Mr. C likely contracted the pathogen somewhere on his farm via a small nick or scratch. The situation was exacerbated by the nature of his occupation and frequently wet skin and clothing. Left untreated, Mr. C's P. aeruginosa infection may well have progressed to ecthyma gangrenosum (EG), which is usually associated with systemic infections in immunocompromised patients. The hallmark of EG is hemorrhagic pustules with surrounding erythema that develop into necrotic ulcers. In fact, it's likely that our patient was close to having EG at the time of presentation. Luckily, the condition improved dramatically on IV imipenem over the next few days, and Mr. C was eventually released from the hospital and referred to his primary-care provider for follow-up.

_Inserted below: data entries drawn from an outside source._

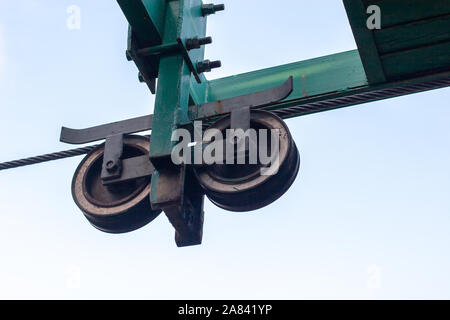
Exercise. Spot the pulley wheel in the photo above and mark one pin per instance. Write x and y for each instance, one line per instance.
(242, 188)
(121, 207)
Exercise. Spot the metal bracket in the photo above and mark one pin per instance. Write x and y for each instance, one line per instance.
(112, 163)
(157, 51)
(81, 136)
(254, 100)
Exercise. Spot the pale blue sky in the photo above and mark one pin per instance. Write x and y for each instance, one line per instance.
(372, 196)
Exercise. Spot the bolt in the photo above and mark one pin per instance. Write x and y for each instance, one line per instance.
(207, 66)
(128, 55)
(196, 43)
(111, 166)
(208, 9)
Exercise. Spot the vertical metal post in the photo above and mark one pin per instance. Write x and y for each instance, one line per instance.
(173, 190)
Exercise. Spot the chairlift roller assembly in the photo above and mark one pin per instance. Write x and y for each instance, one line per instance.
(127, 180)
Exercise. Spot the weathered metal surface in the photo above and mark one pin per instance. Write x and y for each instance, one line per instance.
(80, 136)
(112, 158)
(413, 40)
(132, 169)
(254, 100)
(242, 187)
(114, 209)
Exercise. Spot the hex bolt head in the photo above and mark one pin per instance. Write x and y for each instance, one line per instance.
(207, 66)
(111, 166)
(128, 55)
(196, 43)
(211, 8)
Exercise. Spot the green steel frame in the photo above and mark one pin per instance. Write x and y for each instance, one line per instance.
(381, 68)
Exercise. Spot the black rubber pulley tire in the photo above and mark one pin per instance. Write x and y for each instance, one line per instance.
(119, 208)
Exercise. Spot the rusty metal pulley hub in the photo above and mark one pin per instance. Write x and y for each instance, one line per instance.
(116, 208)
(242, 187)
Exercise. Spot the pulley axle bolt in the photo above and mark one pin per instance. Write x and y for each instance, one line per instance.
(111, 166)
(207, 66)
(128, 55)
(211, 8)
(196, 43)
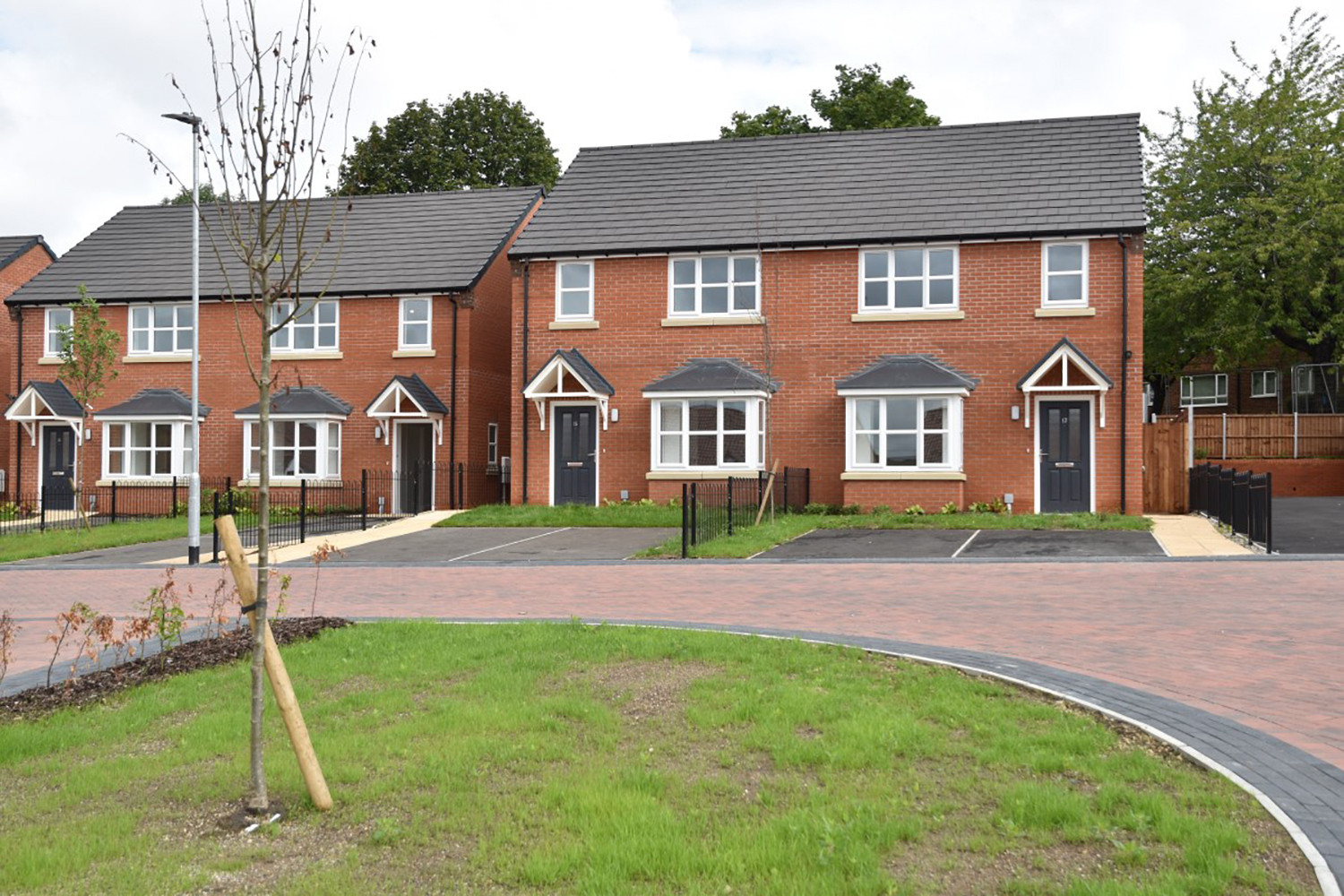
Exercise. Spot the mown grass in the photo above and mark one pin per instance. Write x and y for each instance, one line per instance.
(785, 527)
(575, 759)
(24, 546)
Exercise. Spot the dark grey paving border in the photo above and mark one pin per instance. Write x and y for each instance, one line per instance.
(1304, 794)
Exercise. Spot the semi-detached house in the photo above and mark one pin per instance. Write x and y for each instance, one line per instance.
(398, 358)
(919, 316)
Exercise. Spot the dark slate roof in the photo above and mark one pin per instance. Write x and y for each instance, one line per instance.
(712, 375)
(392, 245)
(56, 397)
(996, 180)
(155, 402)
(908, 371)
(418, 390)
(11, 247)
(1073, 349)
(300, 400)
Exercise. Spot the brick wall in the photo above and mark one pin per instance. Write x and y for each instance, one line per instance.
(809, 343)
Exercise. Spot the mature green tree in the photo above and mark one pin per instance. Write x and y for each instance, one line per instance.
(472, 142)
(1246, 212)
(860, 99)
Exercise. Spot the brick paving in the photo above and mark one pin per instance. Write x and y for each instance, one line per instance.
(1218, 653)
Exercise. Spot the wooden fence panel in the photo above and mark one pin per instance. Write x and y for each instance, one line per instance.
(1166, 479)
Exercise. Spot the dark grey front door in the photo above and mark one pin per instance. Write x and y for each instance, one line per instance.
(1064, 457)
(575, 454)
(58, 468)
(416, 466)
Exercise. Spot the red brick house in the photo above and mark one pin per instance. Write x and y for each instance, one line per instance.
(918, 316)
(21, 260)
(402, 362)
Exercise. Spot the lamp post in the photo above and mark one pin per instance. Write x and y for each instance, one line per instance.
(194, 474)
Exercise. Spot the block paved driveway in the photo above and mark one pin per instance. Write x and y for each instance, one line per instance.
(1218, 651)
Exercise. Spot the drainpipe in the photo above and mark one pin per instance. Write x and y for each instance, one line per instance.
(527, 269)
(1124, 365)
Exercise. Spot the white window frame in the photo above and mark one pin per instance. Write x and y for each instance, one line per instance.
(177, 447)
(151, 328)
(327, 455)
(561, 290)
(753, 435)
(287, 332)
(1046, 274)
(51, 332)
(953, 430)
(1187, 390)
(1266, 376)
(892, 280)
(402, 344)
(699, 285)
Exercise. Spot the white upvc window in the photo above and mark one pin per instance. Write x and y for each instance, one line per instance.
(574, 290)
(900, 432)
(709, 433)
(314, 330)
(908, 280)
(145, 449)
(304, 449)
(414, 324)
(1202, 390)
(1064, 274)
(56, 320)
(1263, 383)
(714, 285)
(160, 330)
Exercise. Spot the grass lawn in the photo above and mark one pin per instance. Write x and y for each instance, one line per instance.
(43, 544)
(574, 759)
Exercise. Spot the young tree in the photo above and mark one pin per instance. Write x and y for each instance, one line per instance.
(274, 97)
(88, 363)
(473, 142)
(1246, 212)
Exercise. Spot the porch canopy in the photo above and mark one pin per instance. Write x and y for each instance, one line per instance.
(408, 398)
(46, 403)
(569, 376)
(1066, 371)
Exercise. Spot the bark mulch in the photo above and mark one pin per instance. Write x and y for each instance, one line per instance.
(96, 686)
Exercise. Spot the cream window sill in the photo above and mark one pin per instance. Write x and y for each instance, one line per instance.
(746, 320)
(306, 357)
(696, 474)
(156, 359)
(929, 476)
(1066, 312)
(865, 317)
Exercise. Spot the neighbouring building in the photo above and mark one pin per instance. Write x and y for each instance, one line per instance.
(918, 316)
(398, 359)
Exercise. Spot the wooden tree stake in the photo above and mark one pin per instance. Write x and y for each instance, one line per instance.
(280, 684)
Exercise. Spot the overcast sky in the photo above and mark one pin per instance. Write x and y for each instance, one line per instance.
(78, 74)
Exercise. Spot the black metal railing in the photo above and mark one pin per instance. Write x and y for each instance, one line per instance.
(1239, 500)
(714, 509)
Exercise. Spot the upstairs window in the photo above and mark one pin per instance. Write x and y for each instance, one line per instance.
(160, 330)
(909, 280)
(574, 290)
(1064, 274)
(714, 285)
(312, 331)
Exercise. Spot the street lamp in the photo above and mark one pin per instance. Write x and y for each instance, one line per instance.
(194, 474)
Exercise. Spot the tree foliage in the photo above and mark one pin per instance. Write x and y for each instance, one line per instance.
(860, 99)
(472, 142)
(1246, 211)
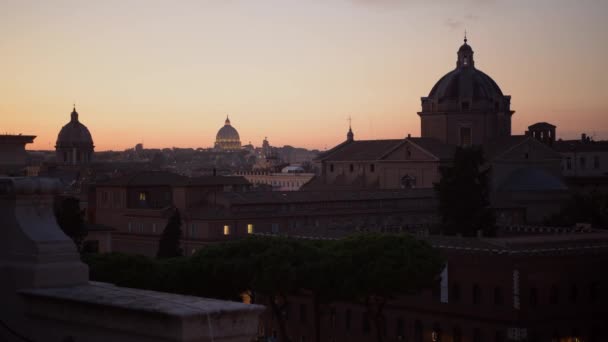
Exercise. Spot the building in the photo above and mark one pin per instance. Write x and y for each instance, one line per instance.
(291, 178)
(46, 294)
(221, 208)
(13, 157)
(584, 163)
(464, 108)
(532, 284)
(74, 143)
(227, 138)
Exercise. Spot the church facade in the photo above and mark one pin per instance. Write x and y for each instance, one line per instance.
(465, 108)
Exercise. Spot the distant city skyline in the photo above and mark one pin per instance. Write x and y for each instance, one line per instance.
(167, 74)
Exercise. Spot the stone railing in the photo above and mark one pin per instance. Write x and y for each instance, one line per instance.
(45, 293)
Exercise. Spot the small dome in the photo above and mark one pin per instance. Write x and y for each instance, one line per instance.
(74, 133)
(227, 137)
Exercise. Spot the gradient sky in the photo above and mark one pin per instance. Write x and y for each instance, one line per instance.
(166, 73)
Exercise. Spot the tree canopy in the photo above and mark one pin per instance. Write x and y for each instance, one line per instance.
(464, 193)
(70, 218)
(168, 246)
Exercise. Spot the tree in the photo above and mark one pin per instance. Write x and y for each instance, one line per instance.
(168, 246)
(374, 268)
(70, 218)
(463, 194)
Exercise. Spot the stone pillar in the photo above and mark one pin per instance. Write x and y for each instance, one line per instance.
(45, 294)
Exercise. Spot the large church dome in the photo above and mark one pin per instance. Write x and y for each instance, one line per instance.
(466, 82)
(74, 133)
(465, 107)
(74, 142)
(227, 138)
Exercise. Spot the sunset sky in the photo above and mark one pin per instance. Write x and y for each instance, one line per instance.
(166, 73)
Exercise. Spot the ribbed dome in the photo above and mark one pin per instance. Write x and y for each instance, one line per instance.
(74, 133)
(227, 133)
(227, 138)
(466, 82)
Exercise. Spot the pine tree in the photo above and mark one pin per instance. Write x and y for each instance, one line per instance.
(463, 194)
(168, 246)
(70, 218)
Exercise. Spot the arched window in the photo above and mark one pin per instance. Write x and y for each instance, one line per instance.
(554, 295)
(476, 294)
(533, 296)
(408, 182)
(457, 335)
(418, 332)
(498, 298)
(573, 293)
(455, 293)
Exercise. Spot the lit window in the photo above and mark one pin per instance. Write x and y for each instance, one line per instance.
(465, 136)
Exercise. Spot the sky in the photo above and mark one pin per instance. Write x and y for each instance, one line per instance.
(166, 73)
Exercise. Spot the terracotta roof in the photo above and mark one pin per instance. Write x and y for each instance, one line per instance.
(254, 197)
(367, 150)
(580, 146)
(164, 178)
(435, 147)
(360, 150)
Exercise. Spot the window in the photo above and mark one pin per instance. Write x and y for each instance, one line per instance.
(500, 336)
(457, 335)
(400, 329)
(573, 293)
(365, 326)
(303, 312)
(436, 333)
(476, 294)
(347, 319)
(465, 136)
(596, 162)
(418, 332)
(455, 293)
(498, 298)
(533, 296)
(593, 292)
(476, 335)
(554, 295)
(408, 182)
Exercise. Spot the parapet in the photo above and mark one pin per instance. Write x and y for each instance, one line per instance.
(45, 293)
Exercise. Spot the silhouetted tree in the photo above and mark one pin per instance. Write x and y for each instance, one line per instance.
(168, 246)
(70, 218)
(463, 194)
(374, 268)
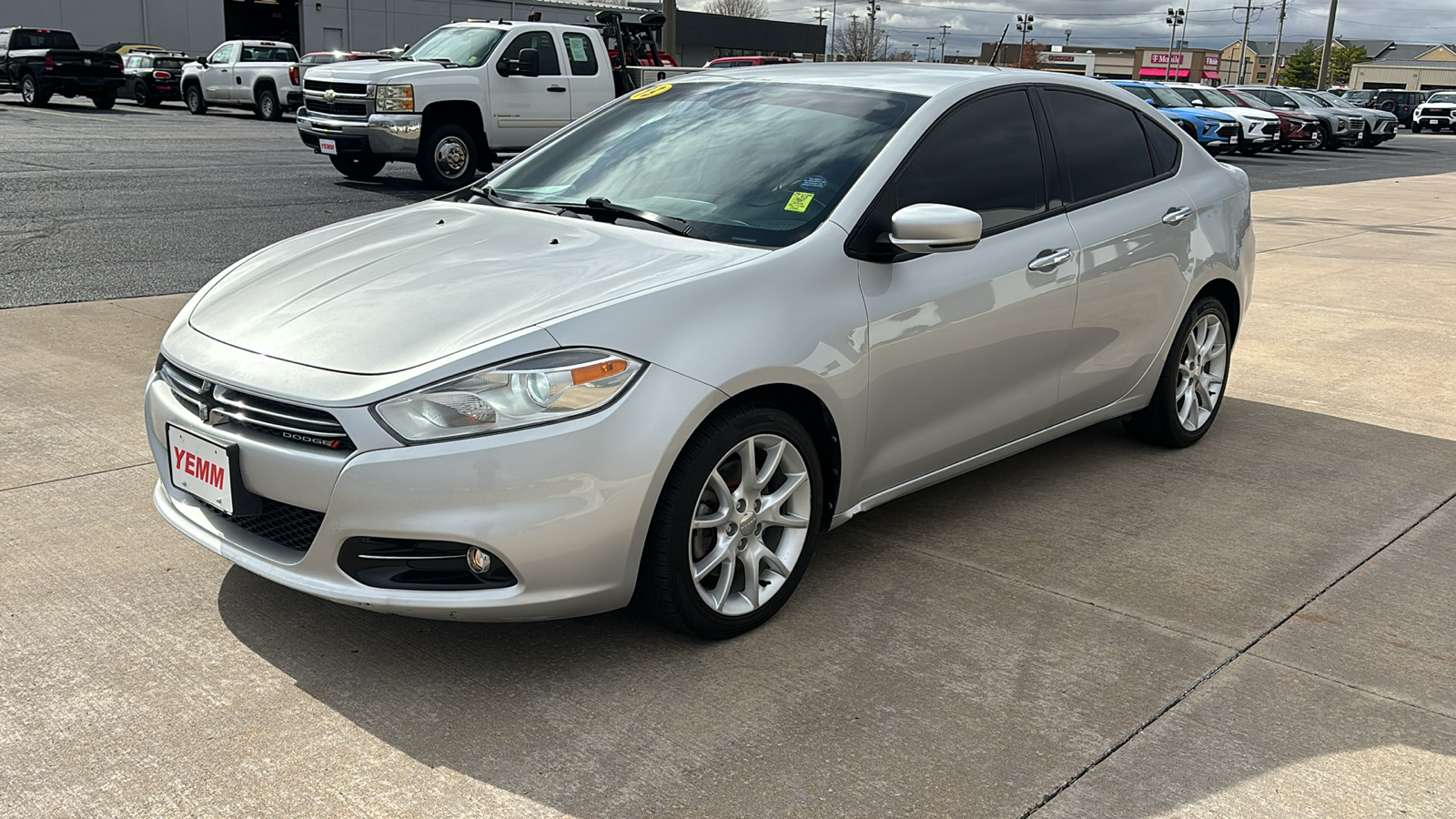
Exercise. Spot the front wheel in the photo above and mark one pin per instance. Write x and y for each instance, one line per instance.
(31, 92)
(448, 157)
(1190, 388)
(196, 102)
(734, 526)
(267, 106)
(357, 167)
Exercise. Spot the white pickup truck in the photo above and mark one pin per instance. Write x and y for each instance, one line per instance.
(244, 73)
(456, 99)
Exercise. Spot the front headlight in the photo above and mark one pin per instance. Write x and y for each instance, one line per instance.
(392, 99)
(531, 390)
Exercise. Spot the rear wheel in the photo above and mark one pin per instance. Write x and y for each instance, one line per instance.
(267, 106)
(31, 92)
(448, 157)
(1190, 388)
(735, 525)
(196, 102)
(357, 167)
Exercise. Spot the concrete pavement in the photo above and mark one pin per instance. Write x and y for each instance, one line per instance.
(1259, 625)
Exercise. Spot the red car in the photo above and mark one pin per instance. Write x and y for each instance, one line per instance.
(1295, 130)
(746, 62)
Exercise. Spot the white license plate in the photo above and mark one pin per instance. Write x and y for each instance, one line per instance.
(201, 468)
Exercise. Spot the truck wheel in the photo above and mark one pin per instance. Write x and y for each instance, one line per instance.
(357, 167)
(446, 157)
(267, 106)
(31, 92)
(196, 102)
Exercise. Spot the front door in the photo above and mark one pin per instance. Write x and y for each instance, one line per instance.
(528, 109)
(966, 347)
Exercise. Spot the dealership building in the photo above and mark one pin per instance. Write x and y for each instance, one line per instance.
(197, 26)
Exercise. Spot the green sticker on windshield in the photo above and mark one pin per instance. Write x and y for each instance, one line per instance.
(800, 201)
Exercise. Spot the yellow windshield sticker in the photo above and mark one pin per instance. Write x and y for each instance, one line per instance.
(798, 203)
(652, 91)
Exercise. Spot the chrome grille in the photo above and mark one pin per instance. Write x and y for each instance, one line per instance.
(215, 404)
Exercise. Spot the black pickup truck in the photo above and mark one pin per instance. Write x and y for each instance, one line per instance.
(40, 63)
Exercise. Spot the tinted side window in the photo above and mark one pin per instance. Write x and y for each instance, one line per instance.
(1162, 145)
(983, 157)
(542, 43)
(1099, 142)
(580, 56)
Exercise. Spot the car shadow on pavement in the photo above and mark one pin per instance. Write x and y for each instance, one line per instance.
(965, 651)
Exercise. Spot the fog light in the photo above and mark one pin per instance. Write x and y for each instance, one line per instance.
(478, 560)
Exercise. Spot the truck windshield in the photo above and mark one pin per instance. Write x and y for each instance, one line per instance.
(753, 164)
(456, 46)
(41, 38)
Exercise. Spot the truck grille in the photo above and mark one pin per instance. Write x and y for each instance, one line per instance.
(357, 89)
(288, 526)
(216, 404)
(337, 108)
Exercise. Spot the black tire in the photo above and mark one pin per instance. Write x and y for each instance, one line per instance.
(448, 157)
(1159, 423)
(267, 106)
(194, 99)
(666, 588)
(31, 92)
(357, 167)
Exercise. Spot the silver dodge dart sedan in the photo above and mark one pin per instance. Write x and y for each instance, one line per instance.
(657, 356)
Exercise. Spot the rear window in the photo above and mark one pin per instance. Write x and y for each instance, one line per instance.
(267, 55)
(41, 38)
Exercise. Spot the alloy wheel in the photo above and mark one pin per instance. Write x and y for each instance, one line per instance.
(750, 525)
(1201, 370)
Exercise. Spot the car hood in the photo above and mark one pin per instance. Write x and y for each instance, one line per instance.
(404, 288)
(373, 72)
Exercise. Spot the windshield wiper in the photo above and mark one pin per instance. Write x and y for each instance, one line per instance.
(606, 210)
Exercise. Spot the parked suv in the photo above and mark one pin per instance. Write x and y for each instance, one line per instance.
(153, 77)
(1436, 113)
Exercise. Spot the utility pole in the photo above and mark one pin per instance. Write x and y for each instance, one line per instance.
(1330, 43)
(1174, 18)
(1279, 40)
(1244, 44)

Maj. Weaver is a physician assistant with the Department of Veterans Affairs in Temple, Tex. He is currently serving as an aeromedical physician assistant with the Army National Guard General Support Aviation Battalion in Balad, Iraq.

References
1. Moran GJ, Amii RN, Abrahamian FM, Talan DA. Methicillin-resistant Staphylococcus aureus in community-acquired skin infections. Emerg Infect Dis. 2005;11:928-930.
2. Wikipedia. Pseudomonas aeruginosa.

All electronic documents accessed October 12, 2008.